Application value of fast-track surgery on liver transplantation

  •   Objective   To explore the impact of fast-track surgery (FTS) on prognosis of liver transplant patients.
      Methods   Inclusion criterias: (1) primary disease was cirrhosis or primary liver cancer meeting Milan criteria; (2) surgical method was modified piggyback orthotopic liver transplantation (OLT); (3) no liver transplantation operation was performed before. Exclusion criterias: (1) age≤16 years old; (2) receiving OLT more than 1 time; (3) transcatheter hepatic arterial chemoembolization or radiofrequency ablation was performed before or during operation. From January 2011 to December 2013 in First Affiliated Hospital of Nanjing Medical University, 52 patients meeting the criteria above were enrolled into this prospective random single-blinded study(all operations were performed by same team). According to different peri-operative managements, they were divided into FTS group (n=21) and non-FTS (NFTS) group (n=31). Protocol of FTS included comprehensive pre-operative education, no bowel preparation, no usage of nasogastric tube pre-operation and surgical drainage post-operation, prevention of hypothermic during operation, smaller incision, early exercise and enhanced oral nutrition. Intra-and post-operative parameters were compared between 2 groups. Step-by-step Logistic regression was used to evaluate relationship between FTS and clinical parameters, in order to analyze the impact of FTS on the prognosis of liver transplantation.

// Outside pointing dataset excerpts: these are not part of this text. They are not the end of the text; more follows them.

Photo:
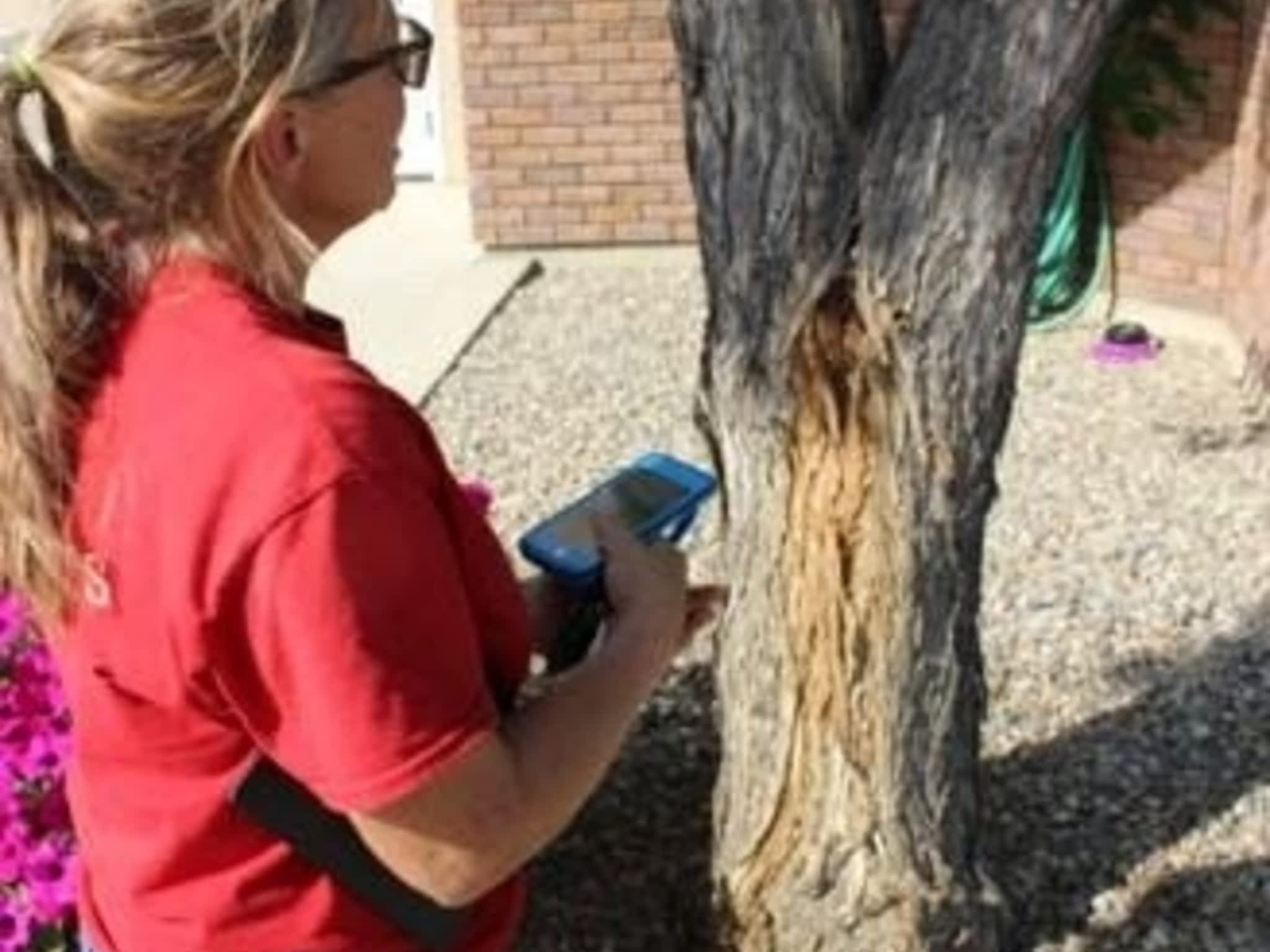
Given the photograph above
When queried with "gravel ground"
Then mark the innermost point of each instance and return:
(1127, 628)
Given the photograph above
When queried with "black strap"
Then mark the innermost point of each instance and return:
(283, 806)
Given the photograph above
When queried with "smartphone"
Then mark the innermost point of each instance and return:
(657, 498)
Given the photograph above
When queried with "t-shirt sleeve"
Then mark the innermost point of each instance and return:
(360, 668)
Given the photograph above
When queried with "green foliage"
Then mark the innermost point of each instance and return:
(1146, 74)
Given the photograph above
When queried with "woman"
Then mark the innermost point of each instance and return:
(242, 545)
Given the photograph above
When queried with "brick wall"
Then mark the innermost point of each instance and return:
(1249, 247)
(573, 122)
(574, 126)
(1174, 195)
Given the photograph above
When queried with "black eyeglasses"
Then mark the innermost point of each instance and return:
(409, 59)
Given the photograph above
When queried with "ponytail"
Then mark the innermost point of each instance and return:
(56, 291)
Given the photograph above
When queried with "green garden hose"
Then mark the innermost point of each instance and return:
(1076, 235)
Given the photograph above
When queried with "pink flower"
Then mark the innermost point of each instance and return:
(37, 847)
(16, 930)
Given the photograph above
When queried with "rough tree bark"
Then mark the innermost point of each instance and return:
(868, 236)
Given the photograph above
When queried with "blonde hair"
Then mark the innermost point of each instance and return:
(144, 103)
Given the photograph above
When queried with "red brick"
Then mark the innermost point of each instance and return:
(643, 113)
(642, 195)
(643, 231)
(545, 54)
(1210, 278)
(578, 73)
(607, 93)
(494, 218)
(686, 231)
(606, 135)
(520, 116)
(613, 214)
(658, 50)
(611, 174)
(579, 155)
(479, 14)
(523, 157)
(549, 94)
(670, 213)
(525, 235)
(638, 71)
(551, 135)
(585, 195)
(491, 97)
(515, 36)
(638, 154)
(494, 136)
(585, 234)
(577, 116)
(489, 56)
(515, 75)
(574, 33)
(540, 12)
(554, 216)
(554, 175)
(607, 12)
(605, 52)
(525, 197)
(670, 173)
(498, 178)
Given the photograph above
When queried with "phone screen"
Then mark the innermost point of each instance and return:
(636, 496)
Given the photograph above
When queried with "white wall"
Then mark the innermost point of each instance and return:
(20, 14)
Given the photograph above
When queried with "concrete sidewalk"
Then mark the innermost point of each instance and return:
(414, 288)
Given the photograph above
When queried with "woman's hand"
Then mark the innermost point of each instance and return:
(648, 592)
(549, 603)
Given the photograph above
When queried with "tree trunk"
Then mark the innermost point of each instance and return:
(868, 242)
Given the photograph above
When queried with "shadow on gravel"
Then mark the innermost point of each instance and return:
(1067, 819)
(633, 873)
(1221, 908)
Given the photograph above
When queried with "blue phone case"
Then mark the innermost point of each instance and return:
(580, 568)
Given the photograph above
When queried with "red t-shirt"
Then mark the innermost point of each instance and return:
(287, 566)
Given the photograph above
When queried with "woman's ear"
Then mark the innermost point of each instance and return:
(282, 145)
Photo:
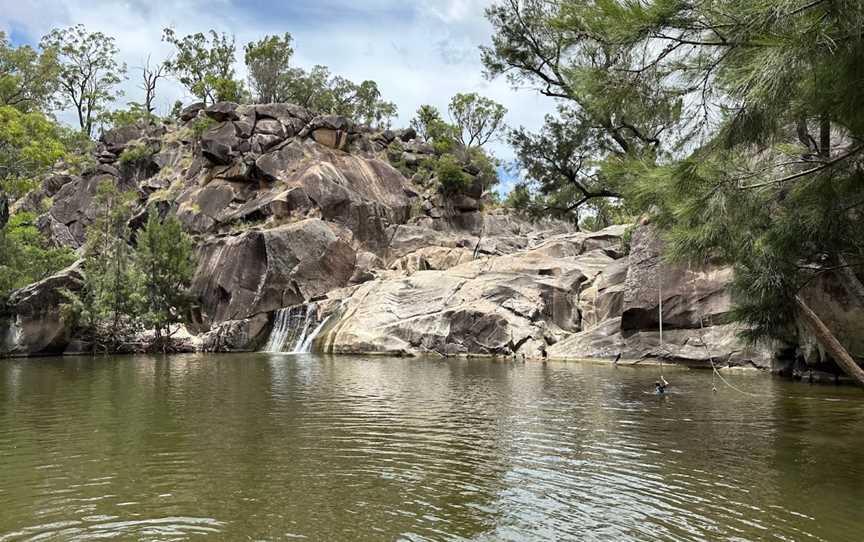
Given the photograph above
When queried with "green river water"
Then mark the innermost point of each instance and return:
(285, 447)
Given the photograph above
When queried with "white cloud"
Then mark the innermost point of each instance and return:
(420, 51)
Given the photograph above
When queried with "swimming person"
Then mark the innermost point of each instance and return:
(660, 386)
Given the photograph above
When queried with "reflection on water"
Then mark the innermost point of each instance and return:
(274, 447)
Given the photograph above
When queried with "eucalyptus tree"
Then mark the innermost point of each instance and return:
(28, 77)
(478, 119)
(268, 61)
(204, 64)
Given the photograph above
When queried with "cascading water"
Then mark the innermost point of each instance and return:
(291, 329)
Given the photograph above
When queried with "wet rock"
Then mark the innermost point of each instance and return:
(244, 335)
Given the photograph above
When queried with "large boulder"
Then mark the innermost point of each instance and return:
(237, 335)
(719, 345)
(32, 324)
(117, 139)
(221, 143)
(256, 272)
(690, 293)
(222, 111)
(191, 111)
(73, 208)
(520, 302)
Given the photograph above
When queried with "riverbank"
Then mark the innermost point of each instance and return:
(228, 446)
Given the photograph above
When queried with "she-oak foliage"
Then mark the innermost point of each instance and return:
(737, 124)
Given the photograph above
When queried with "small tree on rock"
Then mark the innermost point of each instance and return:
(269, 63)
(479, 119)
(89, 71)
(164, 257)
(204, 64)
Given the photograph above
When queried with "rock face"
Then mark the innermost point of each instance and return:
(33, 325)
(242, 276)
(520, 302)
(289, 207)
(621, 312)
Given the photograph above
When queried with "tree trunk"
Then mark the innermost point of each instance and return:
(829, 342)
(4, 209)
(850, 280)
(825, 136)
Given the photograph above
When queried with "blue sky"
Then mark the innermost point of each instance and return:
(418, 51)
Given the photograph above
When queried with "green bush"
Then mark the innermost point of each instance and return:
(451, 177)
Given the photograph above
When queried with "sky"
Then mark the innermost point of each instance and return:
(418, 51)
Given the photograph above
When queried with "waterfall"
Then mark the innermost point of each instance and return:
(291, 329)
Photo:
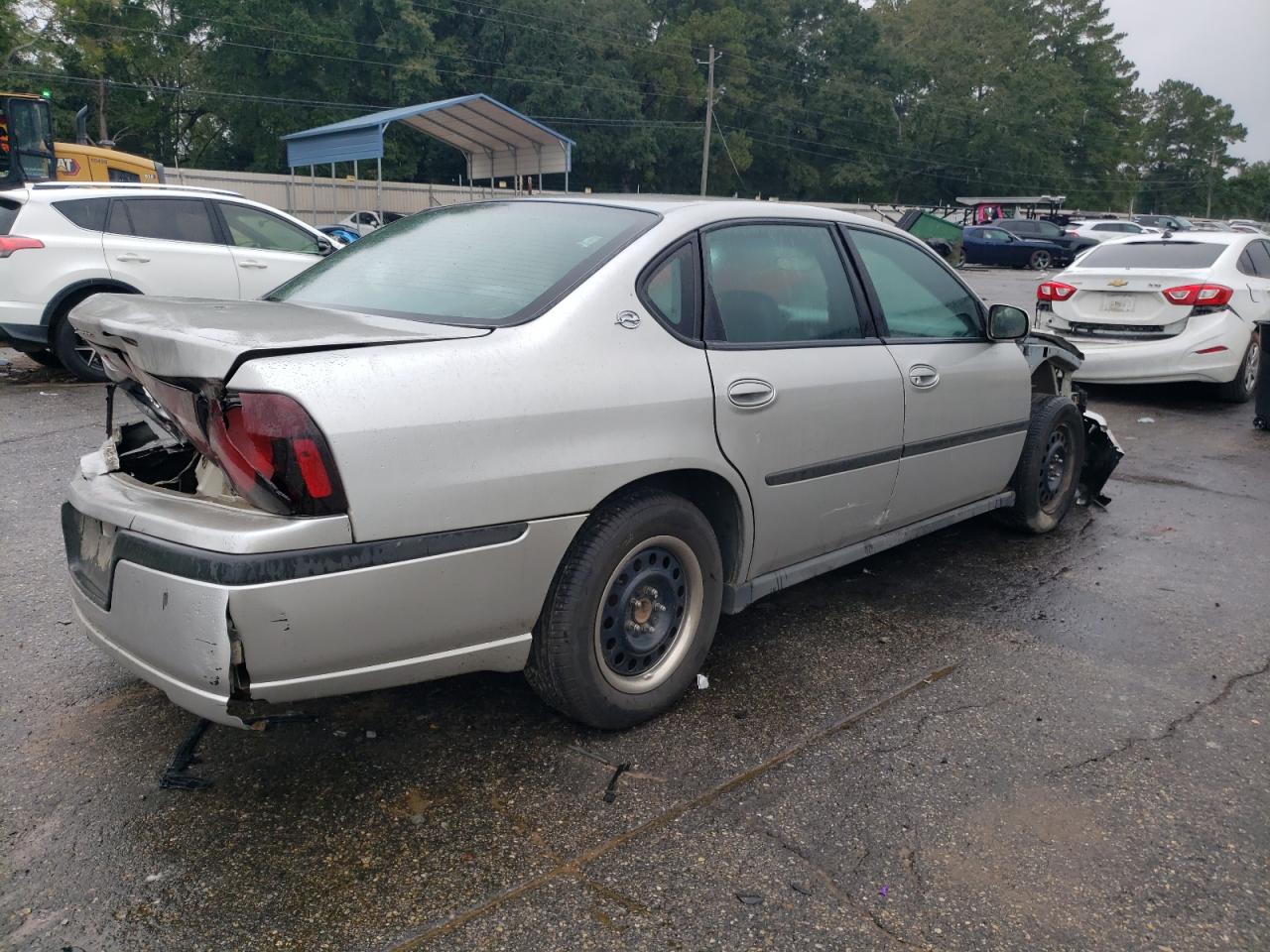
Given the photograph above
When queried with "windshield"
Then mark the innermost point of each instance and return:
(1153, 254)
(484, 264)
(26, 141)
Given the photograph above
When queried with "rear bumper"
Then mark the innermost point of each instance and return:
(217, 630)
(1173, 359)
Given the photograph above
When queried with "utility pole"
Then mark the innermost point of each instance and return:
(705, 145)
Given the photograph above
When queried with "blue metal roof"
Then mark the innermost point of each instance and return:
(495, 139)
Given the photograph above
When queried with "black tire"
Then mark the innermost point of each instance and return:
(72, 352)
(1049, 467)
(576, 664)
(1040, 259)
(1243, 388)
(46, 358)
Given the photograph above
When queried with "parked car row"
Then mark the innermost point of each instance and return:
(1165, 307)
(62, 244)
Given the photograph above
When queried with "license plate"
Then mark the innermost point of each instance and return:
(1119, 303)
(89, 552)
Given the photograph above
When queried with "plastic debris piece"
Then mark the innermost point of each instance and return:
(611, 789)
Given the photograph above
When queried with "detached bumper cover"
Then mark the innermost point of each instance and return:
(213, 629)
(1101, 456)
(1170, 359)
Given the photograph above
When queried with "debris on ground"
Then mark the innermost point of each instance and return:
(611, 789)
(176, 777)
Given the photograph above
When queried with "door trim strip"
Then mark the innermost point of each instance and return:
(846, 463)
(738, 597)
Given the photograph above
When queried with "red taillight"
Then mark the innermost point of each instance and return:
(1055, 291)
(275, 454)
(16, 243)
(1199, 295)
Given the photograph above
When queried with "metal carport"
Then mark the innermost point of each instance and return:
(495, 140)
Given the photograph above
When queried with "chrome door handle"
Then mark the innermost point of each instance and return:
(751, 394)
(924, 376)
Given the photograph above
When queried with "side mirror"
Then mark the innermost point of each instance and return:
(1006, 322)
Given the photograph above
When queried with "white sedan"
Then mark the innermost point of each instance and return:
(1155, 308)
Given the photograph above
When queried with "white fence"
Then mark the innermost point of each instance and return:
(324, 200)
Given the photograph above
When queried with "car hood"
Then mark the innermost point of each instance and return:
(207, 339)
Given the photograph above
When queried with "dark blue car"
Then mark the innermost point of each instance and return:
(987, 244)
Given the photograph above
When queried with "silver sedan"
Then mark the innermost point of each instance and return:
(553, 435)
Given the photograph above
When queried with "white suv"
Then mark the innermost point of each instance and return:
(63, 243)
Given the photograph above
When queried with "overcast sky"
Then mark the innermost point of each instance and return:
(1222, 46)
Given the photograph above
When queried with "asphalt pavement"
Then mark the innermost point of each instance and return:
(978, 740)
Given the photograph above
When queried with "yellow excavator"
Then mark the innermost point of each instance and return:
(30, 154)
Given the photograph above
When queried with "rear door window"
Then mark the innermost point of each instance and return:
(86, 212)
(778, 285)
(171, 218)
(919, 298)
(1260, 254)
(252, 227)
(671, 290)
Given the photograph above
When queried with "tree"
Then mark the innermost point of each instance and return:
(1187, 140)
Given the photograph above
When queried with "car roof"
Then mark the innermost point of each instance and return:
(719, 208)
(114, 189)
(1182, 238)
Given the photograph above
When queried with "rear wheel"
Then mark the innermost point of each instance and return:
(1049, 466)
(631, 612)
(71, 349)
(1040, 259)
(1243, 388)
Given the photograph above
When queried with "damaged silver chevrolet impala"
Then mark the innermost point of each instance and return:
(553, 435)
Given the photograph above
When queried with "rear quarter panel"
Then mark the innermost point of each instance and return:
(531, 421)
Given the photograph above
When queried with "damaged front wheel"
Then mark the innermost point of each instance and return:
(1049, 466)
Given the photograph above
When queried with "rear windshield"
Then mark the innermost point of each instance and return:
(8, 213)
(484, 264)
(1153, 254)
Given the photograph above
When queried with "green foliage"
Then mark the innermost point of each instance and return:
(913, 100)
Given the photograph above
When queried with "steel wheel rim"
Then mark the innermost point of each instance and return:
(1056, 465)
(86, 353)
(665, 606)
(1252, 366)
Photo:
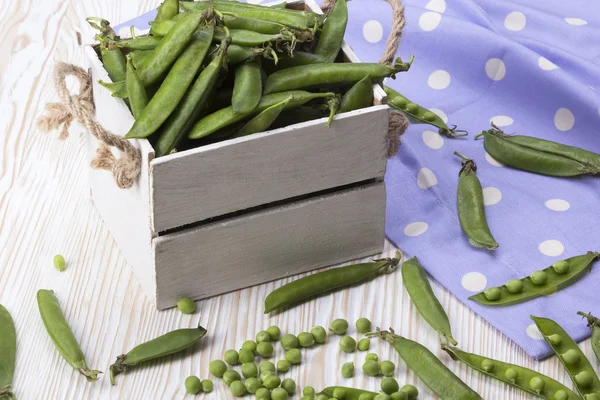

      Results   Compared with NFTS group, operation time and anhepatic phase time decreased significantly in FTS group, as well as intra-operative bleeding and transfusion (all in P<0.05). Besides, intensive care unit(ICU) days and total length of stay in FTS group were shorter than those in NFTS group, which indicated a better prognosis of patients in FTS group(both in P<0.05). Logistic regression suggested that FTS management was a favorable factor of shortening ICU days (odds ratio: 0.301, 95% confidence interval: 0.184-0.494, P=0.000) and total length of stay (odds ratio: 0.148, 95% confidence interval: 0.085-0.257, P=0.000).
      Conclusions   Application of FTS in perioperative period can improve the prognosis of liver transplant patients.